Having engaged the services of a designer who had previously done interiors for airplanes, the company found it was possible to do the conversion, although the job was made difficult because part of the hybrid technology is housed between the vehicle’s seats, which need to swivel to create a dining area.

“It took a year to realise we could do it but when we did we went full steam ahead with the project,” Mr Hayes said.

“Because it is hybrid you can cook with a hybrid battery, which means no gas needs to be connected for cooking. Once you get rid of gas you free yourself from all the gas regulations and get rid of pipes so there’s much more space to deal with – we could completely redesign it.

“When we were in the middle of all this new LPG [liquefied petroleum gas] for cars came in, which has very low emissions, and we went from hybrid to tribrid.”

Having patented the technology, the business is now looking to expand, with plans to buy more machinery, take on more staff and move into servicing as well as selling and hiring out vehicles.

As a result it is expecting to see its turnover increase from £1 million to £3m within the next three years.

The deal with Ford will be crucial to this because transit vans, which are larger than the other vehicles Campers Scotland converts, will sell for around £50,000 once the eco-technology has been installed.

“At the moment our average retail price is about £15,000 to £20,000 and with hybrids that has moved up to around £25,000,” Mr Hayes said. “With the Transit van, even if we do the same number of vans we’ll see our turnover go up.”
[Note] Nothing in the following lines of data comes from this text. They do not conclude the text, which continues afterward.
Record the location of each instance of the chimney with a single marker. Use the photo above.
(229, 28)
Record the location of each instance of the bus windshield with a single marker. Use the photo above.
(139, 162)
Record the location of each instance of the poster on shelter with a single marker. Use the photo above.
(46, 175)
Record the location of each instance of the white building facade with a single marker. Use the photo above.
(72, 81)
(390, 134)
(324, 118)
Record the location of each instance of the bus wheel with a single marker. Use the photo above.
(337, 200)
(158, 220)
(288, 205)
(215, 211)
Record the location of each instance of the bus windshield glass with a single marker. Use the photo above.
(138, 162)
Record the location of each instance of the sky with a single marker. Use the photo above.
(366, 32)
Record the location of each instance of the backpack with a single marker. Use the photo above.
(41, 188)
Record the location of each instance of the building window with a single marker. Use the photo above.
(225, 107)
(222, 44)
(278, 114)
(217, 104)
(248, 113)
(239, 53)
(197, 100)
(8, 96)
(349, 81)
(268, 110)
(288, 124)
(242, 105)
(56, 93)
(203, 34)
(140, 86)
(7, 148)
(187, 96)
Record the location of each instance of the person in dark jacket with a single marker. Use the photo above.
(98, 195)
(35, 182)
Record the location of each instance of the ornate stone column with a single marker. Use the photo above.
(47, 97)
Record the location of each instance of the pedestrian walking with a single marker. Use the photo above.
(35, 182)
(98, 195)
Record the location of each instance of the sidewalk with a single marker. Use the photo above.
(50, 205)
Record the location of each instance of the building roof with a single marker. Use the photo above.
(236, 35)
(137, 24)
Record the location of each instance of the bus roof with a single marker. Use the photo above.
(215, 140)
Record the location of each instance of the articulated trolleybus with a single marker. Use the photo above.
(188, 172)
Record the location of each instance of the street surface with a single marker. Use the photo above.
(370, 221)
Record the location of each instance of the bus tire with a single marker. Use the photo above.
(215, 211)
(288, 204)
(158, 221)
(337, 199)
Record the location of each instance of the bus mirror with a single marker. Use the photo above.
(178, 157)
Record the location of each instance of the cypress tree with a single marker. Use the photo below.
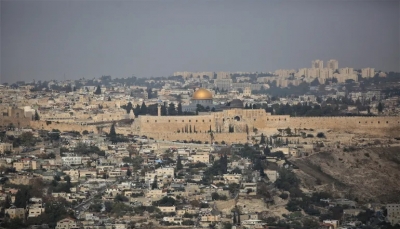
(137, 110)
(180, 109)
(179, 165)
(98, 90)
(154, 185)
(37, 117)
(262, 140)
(143, 109)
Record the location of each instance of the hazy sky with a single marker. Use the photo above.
(44, 40)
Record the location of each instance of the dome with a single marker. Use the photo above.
(202, 94)
(237, 103)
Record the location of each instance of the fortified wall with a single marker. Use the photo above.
(14, 117)
(335, 123)
(227, 123)
(229, 138)
(45, 125)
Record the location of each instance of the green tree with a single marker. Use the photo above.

This is vital, Mr Hayes said, because “the perennial problem for any business is getting funding.”

“To date we have not had any funding from any of the banks – they are simply not lending to businesses,” he said. “We were due to get funding for the hybrid project but it was withdrawn at the last minute because the Government’s Enterprise Finance Guarantee [provided through the British Business Bank] was withdrawn from the transport industry mid-application.

“We’ve been mostly self-funded, which has been extremely difficult – I’ve had to fund it myself and have dipped into my own pockets.”

The Scottish Government’s development agency Scottish Enterprise has become involved with the firm since it started the hybrid project, providing £30,000 of funding.